Directional Electron Pumping at a Tailored Organic D-A Interface: Fueling Perylene Diimide Dianion (P2-) Mediated Efficient Photocatalytic CO2 Conversion

Abstract

Facilitating the generation and stabilization of the perylene diimide dianion (P2-) is essential to overcome the intrinsic reduction limitations of neutral perylene diimide (P) for efficient CO2 conversion. In this work, a novel organic heterostructure was constructed by integrating the electron-donating 1, 3, 6, 8, - tetraphenylpyrene (T) with the electron-accepting perylene diimide, forming a tailored Donor-Acceptor (D-A) interface through π-π stacking and charge-transfer interactions. This D-A interface enables directional “electron pumping” from the donor (T) to the acceptor (P), significantly promoting charge carrier separation. Crucially, this sustained electron flux facilitates the generation and stabilization of the potent reductant P2-, endowing the system with superior reduction capability. This strategy of interfacial charge manipulation directly addresses the core challenge.

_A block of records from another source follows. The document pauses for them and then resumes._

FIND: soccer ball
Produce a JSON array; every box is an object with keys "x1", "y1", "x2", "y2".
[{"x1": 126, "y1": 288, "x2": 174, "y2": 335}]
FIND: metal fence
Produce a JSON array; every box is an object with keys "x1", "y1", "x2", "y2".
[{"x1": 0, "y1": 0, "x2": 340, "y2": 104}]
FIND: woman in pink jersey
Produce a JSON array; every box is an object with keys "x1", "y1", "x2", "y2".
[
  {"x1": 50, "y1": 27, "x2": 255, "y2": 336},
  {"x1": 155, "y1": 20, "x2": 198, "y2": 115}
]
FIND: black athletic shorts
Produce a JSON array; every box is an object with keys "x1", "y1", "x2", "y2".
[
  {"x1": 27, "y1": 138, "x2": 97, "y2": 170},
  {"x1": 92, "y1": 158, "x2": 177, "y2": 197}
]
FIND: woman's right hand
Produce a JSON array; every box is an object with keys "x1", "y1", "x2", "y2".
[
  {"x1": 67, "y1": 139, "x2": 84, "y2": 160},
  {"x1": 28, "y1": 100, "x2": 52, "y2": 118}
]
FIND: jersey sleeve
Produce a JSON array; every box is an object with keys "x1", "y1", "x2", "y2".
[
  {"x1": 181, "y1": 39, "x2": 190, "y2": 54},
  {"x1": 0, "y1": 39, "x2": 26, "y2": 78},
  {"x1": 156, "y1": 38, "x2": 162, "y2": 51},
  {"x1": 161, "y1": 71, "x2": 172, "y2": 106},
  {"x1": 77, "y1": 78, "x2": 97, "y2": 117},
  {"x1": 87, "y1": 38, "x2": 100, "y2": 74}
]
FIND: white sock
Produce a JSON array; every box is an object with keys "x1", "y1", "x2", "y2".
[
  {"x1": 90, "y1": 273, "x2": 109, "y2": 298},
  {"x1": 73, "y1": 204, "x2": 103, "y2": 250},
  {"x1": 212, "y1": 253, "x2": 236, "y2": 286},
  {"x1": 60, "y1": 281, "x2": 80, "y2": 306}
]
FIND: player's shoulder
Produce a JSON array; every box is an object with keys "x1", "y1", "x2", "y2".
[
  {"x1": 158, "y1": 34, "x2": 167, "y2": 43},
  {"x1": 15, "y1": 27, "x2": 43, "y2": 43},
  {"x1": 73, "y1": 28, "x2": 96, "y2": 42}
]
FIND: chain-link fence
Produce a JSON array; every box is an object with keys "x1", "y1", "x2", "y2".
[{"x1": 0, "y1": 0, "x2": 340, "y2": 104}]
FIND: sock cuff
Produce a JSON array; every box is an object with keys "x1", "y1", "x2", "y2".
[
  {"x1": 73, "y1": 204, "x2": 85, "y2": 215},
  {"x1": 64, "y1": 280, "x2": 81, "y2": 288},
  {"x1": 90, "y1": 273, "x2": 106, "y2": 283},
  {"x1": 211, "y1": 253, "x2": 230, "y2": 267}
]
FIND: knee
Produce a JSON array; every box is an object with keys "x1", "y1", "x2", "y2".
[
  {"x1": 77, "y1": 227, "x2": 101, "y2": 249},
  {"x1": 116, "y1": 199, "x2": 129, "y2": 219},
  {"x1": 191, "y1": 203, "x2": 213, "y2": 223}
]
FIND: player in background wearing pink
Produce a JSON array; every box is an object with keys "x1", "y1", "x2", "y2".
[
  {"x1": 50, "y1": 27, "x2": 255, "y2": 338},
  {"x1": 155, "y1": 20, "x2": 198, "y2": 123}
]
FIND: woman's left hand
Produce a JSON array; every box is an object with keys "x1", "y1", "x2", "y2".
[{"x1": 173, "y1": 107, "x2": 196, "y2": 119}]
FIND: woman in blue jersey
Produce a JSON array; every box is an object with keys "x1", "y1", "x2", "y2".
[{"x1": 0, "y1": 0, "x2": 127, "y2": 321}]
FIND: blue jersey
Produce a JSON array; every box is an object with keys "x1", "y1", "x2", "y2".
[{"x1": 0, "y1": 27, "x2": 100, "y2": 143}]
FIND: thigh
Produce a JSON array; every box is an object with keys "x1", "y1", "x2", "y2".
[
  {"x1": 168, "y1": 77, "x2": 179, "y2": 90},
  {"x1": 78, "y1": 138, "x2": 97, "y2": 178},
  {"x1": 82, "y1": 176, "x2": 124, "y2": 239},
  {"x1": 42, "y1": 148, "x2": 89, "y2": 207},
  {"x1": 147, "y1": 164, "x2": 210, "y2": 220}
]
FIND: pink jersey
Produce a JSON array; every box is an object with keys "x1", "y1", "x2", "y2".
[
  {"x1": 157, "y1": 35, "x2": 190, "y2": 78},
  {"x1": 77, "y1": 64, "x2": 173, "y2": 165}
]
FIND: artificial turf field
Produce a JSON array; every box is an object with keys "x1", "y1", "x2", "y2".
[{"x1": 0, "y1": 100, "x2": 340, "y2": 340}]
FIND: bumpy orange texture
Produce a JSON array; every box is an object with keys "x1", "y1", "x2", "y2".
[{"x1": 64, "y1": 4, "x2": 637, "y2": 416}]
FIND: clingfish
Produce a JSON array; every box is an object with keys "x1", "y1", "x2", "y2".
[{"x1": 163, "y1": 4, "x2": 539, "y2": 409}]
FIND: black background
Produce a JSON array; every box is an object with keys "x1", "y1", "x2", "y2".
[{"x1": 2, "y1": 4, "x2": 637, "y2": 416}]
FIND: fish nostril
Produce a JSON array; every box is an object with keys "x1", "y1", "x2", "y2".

Consequently, the P2--mediated system achieves enhanced CO2-to-CO photoconversion with a high rate of 1316.25 μmol g-¹ h-¹ and remarkable selectivity of 96.5%. This work underscores the pivotal role of stabilized P2- in efficient artificial photosynthesis and demonstrates the power of rational molecular design via organic D-A interfaces to achieve high-performance photocatalytic CO2 reduction through targeted electron transfer.